В Гаочане происходили сходные процессы, но номадная составляющая была выражена более ярко. Судя по описаниям в “Сунши” китайского посольства 981–984 гг. во главе с Ван Янь-дэ в Гоачан, уйгурская знать, включая семью Арслан хана, осела в городах, но не утратила связи с кочевым скотоводством (“Каган, жена кагана и наследник занимаются разведением лошадей”). В Гаочанском княжестве расселились разные этнические группы номадов (северные и южные тюрки, большие и малые чжун-юй, ягма, карлуки, кыргызы и др.), по обычаю любящие ездить верхом и стрелять из лука, но при этом есть и земледельческое население, которое выращивает “различные злаки”, подводит “в окружающие столицу районы для орошения полей и устройства водяных мельниц”, производит “собольи шкурки, белые хлопчатобумажные ткани, узорчатые парчёвые такни”, а также искусные мастера (ремесленники) изготавливающие “прекрасную утварь из золота, серебра, меди и железа” и умеющие “обрабатывать нефрит”. Ван Янь-дэ зафиксировал наличие социальноимущественной дифференциации (“знатные люди едят конину, остальные баранину, а также гусей и уток”), но при этом подчеркивает, что в Гаочанском государстве нет бедных, а “нуждающимся в пище оказывается помощь”. Каган (Арслан хан) во время посольства прибывал либо в Бешбалыке, либо в своих степных владениях (долина Пинчунь), во время его отсутствия управлением государством занимался его дядя. В его распоряжении находились должностные лица. Имелась опечатанная башня с приказами, что говорит о развитии государственного делопроизводства. В Гаочане мы наблюдаем смену религиозного вектора и приобщения уйгуров к буддизму. В целом Гаочанское княжество было “процветающим государством с крупными городами, развитым ремеслом, сельским хозяйством, многочисленными стадами и высокой культурой”. Таким образом, мы видим формирование в Гаочане сложной политической системы, соответствующей традиционному государству и оформление иерархичной общественной организации, включавшей уйгурскую кочевую знать, управлявшую государством, бюрократию, племенных вождей и рядовых номадов, земледельцев, ремесленников, торговцев и другие группы населения.

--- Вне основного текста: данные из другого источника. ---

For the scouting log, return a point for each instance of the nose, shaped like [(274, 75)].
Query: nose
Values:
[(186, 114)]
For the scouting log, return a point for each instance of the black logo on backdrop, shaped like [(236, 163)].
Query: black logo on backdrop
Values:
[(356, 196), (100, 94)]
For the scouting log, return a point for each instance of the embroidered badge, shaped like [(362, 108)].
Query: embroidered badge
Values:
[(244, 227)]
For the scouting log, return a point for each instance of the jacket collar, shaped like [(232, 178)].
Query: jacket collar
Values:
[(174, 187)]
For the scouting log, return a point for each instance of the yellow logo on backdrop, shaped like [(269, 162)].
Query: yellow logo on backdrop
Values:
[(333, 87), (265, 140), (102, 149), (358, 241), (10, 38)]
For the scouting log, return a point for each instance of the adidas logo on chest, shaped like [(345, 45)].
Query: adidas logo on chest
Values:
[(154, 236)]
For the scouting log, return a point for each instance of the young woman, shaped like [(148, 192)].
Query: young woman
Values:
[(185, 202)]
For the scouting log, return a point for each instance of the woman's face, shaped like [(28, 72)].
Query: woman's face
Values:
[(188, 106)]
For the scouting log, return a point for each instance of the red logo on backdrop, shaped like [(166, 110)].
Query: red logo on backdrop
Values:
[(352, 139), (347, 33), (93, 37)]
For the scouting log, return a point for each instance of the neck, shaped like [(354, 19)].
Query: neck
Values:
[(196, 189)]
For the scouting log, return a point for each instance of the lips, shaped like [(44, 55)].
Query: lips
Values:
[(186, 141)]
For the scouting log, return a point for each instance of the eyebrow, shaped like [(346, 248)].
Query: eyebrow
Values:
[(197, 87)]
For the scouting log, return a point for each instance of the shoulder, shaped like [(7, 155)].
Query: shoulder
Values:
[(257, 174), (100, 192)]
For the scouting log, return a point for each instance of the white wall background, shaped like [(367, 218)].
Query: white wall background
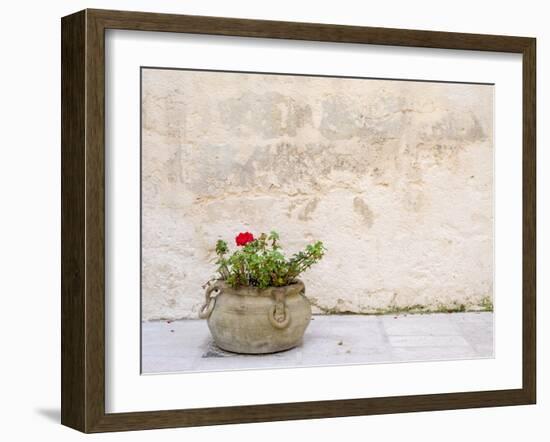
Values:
[(30, 222)]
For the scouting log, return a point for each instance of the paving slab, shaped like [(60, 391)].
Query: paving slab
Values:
[(186, 345)]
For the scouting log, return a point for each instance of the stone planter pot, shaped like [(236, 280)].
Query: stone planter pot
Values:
[(254, 321)]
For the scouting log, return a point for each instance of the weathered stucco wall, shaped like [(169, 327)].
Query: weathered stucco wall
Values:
[(394, 176)]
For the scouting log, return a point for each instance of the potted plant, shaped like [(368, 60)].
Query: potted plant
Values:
[(256, 304)]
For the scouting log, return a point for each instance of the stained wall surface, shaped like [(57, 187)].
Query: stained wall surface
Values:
[(395, 177)]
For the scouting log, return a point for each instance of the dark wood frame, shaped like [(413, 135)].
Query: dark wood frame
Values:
[(83, 216)]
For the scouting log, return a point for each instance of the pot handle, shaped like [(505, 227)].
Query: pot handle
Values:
[(210, 301), (279, 314)]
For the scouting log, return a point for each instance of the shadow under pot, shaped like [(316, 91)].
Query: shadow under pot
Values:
[(254, 321)]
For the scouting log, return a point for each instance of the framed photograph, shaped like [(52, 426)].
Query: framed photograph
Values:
[(268, 220)]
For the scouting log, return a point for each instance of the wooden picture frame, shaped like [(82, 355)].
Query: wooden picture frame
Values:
[(83, 220)]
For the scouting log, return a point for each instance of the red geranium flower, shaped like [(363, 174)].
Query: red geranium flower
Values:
[(244, 238)]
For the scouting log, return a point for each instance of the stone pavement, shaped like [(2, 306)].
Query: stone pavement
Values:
[(186, 345)]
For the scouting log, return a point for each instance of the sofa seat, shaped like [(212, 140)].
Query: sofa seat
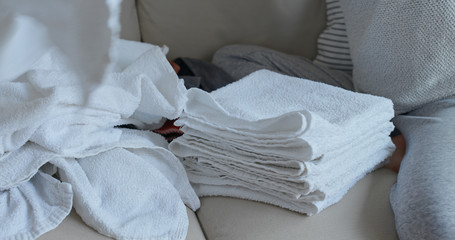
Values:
[(73, 228), (196, 29), (363, 213)]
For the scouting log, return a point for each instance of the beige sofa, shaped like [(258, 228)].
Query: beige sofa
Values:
[(196, 28)]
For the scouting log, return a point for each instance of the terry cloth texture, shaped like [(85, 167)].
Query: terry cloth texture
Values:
[(332, 43), (300, 148), (125, 183), (402, 50)]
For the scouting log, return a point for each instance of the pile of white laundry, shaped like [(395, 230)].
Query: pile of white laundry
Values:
[(61, 102), (286, 141)]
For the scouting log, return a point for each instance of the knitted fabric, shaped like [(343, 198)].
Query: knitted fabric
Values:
[(403, 50)]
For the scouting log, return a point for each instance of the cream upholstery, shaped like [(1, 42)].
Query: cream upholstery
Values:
[(364, 213), (196, 28)]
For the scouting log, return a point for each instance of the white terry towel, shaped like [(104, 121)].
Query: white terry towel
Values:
[(350, 164), (32, 28), (323, 116), (292, 169), (144, 91), (34, 207), (21, 165), (207, 184), (132, 191)]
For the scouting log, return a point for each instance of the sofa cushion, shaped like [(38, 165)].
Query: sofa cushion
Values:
[(363, 213), (199, 27)]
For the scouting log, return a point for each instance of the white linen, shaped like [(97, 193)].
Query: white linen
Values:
[(32, 27), (132, 190), (34, 207), (293, 142), (317, 113), (141, 186)]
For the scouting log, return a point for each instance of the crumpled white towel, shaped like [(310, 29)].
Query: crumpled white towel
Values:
[(132, 191), (20, 166), (48, 100), (30, 26), (34, 207)]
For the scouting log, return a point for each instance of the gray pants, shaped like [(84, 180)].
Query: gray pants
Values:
[(423, 199)]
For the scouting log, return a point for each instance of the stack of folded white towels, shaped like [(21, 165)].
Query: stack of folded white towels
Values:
[(282, 140)]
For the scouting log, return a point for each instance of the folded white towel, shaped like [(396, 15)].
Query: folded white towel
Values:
[(34, 207), (323, 116), (313, 187), (208, 184), (132, 191)]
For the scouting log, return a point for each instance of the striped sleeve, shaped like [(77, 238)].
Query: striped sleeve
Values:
[(332, 44)]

Подводя итоги необходимо отметить, что в результате сравнительно-исторического исследования удалось показать существенные различия в общественно-политическом развитии надплеменных и полиэтничных сообществ Центральной Азии в IX — XI вв. Весьма дифференцированная картина управленческих институтов и социальных структур у населения рассматриваемого региона позволяет в контексте теории многолинейности социальной эволюции вычленить основные политические и общественные модели адаптации номадов в IX-XI вв. и соотнести их между собой. Сразу оговоримся, что мы не рассматриваем специально пасторальные вторичные племена и простые вождества центральноазиатских номадов, которые могли существовать либо как свободные и полузависимые сообщества (шивэй, цзубу), либо как части более сложных и иерархичных социальнополитических систем. Первая модель представлена сложными чифдомами с кланово-племенной иерархией (си, кидани до провозглашения империи, ранний этап развития Кимакского каганата). Вторая модель связана с оформлением имперско-государственных структур в связи с завоеванием номадами территорий с оседлым населением (Ляо, Караханидский каганат). В социальном отношении в таких “имперских обществах” шли процессы дифференциации и десоциализации кочевников, обособления элиты с тенденцией превращения ее в замкнутое сословие, но существование основной части кочевников и земледельцев в разных территориальных, хозяйственных и культурных нишах препятствовало их интеграции. В какойто мере такая помеха была устранена в Караханидском каганате, где после принятия ислама возникла общая для номадов и оседлого населения система управления и существенно расширилась сфера экономического взаимодействия кочевниками и жителями городов и оазисов Средней Азии и Семиречья. И, наконец, третья модель представлена уйгурскими княжествами в Восточном Туркестане, в которых на более локальном уровне (так называемые среднемасштабные общества) при политическом доминировании номадов возникали государства с разветвленной бюрократией и более органично происходило формирование комплексных номадно-оседлых сообществ.